January 12th, 2026 - Gemini 3 integrated in Agentic, OCR support for PDF files in Agentic, new Middle East Storage Region for Private Scanning and more

📢 Google TI Mondays. Quick reminder to Follow the Google TI Mondays series across our social platforms every week for quick, actionable practitioner tips and product adoption advice designed to enhance your efficiency. These actionable tips are essential. #GoogleTIMondays

• Behavior signature hunting
• Hunting Holiday Threats in late December Campaigns
• Private IoC Collections

💪 Detection Highlights. The Google Threat Intelligence Group and FLARE team consistently enhance Google TI's YARA rules and malware configuration extractors. Over the past week, we've released YARA rules covering 5 newly tracked malware families and updated YARA rules for 8 existing families. Additionally, we've expanded our configuration extraction platform to cover 1 new malware family. These updates prioritize malware families actively observed in Mandiant incident response engagements, SecOps customer environments, and top GTI search trends.

As we track new malware families identified through our research, we develop and release detection signatures. Some recent examples include:

• BOATBRICK: a malicious JavaScript-based credential harvesting extension, distributed as a .crx archive, specifically targeting the Chrome environment. This extension is designed to facilitate illicit activities such as user-agent spoofing, search hijacking, and sophisticated advertising fraud. Its primary objective is to covertly exfiltrate the entire contents of the victim's Chrome user profile databases. See its curated YARA detection rules.
• BOATMOOR: a credential stealer written in C#. The stealer exfiltrates sensitive user data including saved passwords, cookies, browsing history, and bookmarks from Mozilla Firefox, Microsoft Edge, Opera, and Opera GX. Data is merged into a local Google Chrome user profile database prior to exfil by BOATBRICK. See its curated YARA detection rule.
• COLDSAUCE: a fully featured Windows backdoor written in C/C++. COLDSAUCE communicates with its command-and-control (C2 or C&C) server using QUIC. COLDSAUCE capabilities include system information collection, screenshot capture, keystrokes capture, file system operations, and file upload and download. COLDSAUCE also provides an interactive shell that supports a number of commands that are custom implementations of common Windows command-line tools. See its curated YARA detection rules.

In addition to providing detection rules for new and emerging threats, we continuously update our detection systems for known threats such as:GAFGYT, TIMEDRAIN, and FLASHHOOK.

These updates ensure you have the latest indicators, including those extracted by our configuration extraction systems.
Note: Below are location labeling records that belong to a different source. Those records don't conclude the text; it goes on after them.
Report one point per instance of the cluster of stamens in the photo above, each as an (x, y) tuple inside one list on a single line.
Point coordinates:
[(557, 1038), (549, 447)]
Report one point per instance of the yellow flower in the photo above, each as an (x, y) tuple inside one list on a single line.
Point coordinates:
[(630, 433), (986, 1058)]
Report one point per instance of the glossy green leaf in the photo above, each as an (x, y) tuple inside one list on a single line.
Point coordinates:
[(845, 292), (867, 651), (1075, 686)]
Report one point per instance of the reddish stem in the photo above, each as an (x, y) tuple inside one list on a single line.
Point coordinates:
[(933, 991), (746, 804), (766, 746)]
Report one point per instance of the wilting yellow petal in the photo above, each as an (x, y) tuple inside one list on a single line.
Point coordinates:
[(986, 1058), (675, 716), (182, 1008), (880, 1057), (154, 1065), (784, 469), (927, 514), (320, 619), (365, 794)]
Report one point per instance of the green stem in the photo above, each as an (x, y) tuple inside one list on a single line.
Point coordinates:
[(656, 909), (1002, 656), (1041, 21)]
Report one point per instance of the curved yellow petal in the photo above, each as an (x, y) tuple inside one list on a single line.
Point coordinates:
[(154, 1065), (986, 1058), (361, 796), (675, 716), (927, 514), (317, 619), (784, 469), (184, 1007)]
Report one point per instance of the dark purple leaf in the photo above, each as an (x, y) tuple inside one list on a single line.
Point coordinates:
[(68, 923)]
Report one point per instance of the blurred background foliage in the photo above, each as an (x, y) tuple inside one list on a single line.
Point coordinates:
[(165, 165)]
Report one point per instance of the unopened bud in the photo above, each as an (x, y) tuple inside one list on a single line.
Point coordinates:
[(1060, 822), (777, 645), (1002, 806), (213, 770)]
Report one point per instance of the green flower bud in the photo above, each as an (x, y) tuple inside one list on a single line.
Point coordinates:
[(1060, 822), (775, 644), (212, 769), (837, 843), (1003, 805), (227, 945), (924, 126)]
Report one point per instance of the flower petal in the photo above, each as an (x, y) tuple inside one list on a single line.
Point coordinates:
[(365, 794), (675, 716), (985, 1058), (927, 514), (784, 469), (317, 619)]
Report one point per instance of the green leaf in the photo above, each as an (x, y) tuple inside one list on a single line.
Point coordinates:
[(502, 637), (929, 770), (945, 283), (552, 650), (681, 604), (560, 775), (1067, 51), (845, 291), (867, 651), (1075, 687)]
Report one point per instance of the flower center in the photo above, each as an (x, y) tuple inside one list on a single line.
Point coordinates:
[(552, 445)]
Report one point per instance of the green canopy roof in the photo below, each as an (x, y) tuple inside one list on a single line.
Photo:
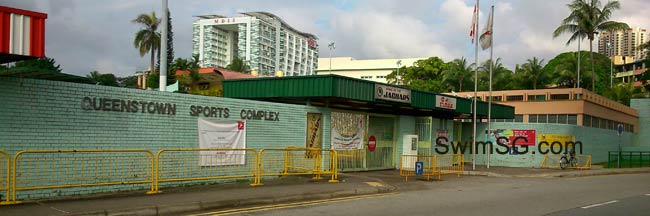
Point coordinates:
[(354, 94)]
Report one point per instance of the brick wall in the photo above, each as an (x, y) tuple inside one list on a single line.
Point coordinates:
[(48, 115), (596, 142)]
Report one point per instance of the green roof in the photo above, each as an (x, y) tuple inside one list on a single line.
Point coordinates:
[(355, 94), (44, 75)]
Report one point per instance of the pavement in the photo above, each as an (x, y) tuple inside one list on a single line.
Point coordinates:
[(174, 201)]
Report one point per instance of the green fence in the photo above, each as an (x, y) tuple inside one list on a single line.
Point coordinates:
[(628, 159)]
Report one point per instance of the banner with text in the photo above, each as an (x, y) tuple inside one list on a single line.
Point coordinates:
[(222, 135), (445, 102), (390, 93), (347, 131)]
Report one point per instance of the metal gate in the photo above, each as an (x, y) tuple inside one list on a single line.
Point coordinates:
[(423, 130), (383, 156)]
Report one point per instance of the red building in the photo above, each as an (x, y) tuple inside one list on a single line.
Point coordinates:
[(22, 34)]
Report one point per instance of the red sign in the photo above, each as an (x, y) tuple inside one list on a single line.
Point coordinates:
[(372, 143), (528, 134)]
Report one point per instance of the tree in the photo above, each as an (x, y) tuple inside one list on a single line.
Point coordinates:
[(425, 75), (501, 76), (147, 39), (586, 20), (533, 71), (238, 65), (459, 73), (102, 79), (41, 65)]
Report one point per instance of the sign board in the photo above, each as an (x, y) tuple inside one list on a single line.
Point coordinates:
[(419, 168), (445, 102), (222, 135), (372, 143), (391, 93), (314, 130), (347, 131), (528, 134)]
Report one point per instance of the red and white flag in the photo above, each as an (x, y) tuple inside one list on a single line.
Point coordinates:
[(486, 35), (472, 30)]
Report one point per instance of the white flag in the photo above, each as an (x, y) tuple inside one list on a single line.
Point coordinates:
[(472, 30), (486, 35)]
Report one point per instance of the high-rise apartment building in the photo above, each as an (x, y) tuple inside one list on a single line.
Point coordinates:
[(262, 40), (624, 44)]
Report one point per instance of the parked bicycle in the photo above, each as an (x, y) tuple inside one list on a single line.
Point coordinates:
[(570, 160)]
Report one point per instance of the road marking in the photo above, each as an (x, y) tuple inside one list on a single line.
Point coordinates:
[(599, 204), (375, 184), (292, 205)]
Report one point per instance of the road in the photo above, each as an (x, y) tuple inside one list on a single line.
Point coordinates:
[(597, 195)]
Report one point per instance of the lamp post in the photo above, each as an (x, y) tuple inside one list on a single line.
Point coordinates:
[(332, 47), (611, 64), (399, 76)]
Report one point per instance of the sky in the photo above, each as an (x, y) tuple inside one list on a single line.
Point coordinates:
[(87, 35)]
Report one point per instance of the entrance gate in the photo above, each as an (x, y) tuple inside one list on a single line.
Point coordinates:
[(383, 129)]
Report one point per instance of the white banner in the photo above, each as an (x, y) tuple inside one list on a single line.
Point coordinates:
[(347, 131), (223, 135)]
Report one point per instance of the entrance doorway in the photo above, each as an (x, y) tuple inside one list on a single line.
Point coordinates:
[(383, 129)]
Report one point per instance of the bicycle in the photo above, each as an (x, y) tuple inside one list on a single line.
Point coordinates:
[(571, 161)]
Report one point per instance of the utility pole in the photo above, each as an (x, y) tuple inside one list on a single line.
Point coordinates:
[(163, 50), (332, 47)]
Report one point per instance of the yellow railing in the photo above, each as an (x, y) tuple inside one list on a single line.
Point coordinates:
[(194, 164), (54, 169), (298, 161), (433, 165), (5, 159), (450, 164), (552, 161), (50, 169)]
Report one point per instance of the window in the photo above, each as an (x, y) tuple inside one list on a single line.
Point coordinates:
[(562, 119), (204, 86), (572, 119), (519, 118), (515, 98), (559, 96), (536, 97), (496, 98), (595, 122), (586, 120)]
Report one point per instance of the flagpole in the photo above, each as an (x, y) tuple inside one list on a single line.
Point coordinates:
[(473, 150), (489, 132)]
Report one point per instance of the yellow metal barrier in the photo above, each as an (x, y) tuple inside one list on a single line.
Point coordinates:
[(450, 164), (50, 169), (298, 161), (552, 161), (407, 165), (194, 164), (5, 176)]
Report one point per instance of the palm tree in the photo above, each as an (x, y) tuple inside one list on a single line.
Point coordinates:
[(147, 39), (586, 20), (534, 71), (459, 72)]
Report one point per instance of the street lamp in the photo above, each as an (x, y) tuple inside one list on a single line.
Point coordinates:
[(611, 64), (399, 76), (332, 47)]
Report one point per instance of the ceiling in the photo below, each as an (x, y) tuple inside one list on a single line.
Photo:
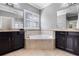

See latest malware family profiles added to the knowledge base and the complete list of curated YARA rules in our database.

💪 New Middle East Storage Region for Private Scanning. Private Scanning is a dedicated service within Google Threat Intelligence that allows organizations to submit suspicious files and URLs for both static and dynamic analysis. Unlike public submissions, this service ensures that all IoCs, execution data, and resulting analysis reports remain completely confidential and are never shared with the public or the broader community. To support local data residency and governance requirements, we have expanded our global infrastructure to include the Middle East as a new region for temporary storage. This update offers regional customers greater flexibility in aligning their security operations with local compliance standards.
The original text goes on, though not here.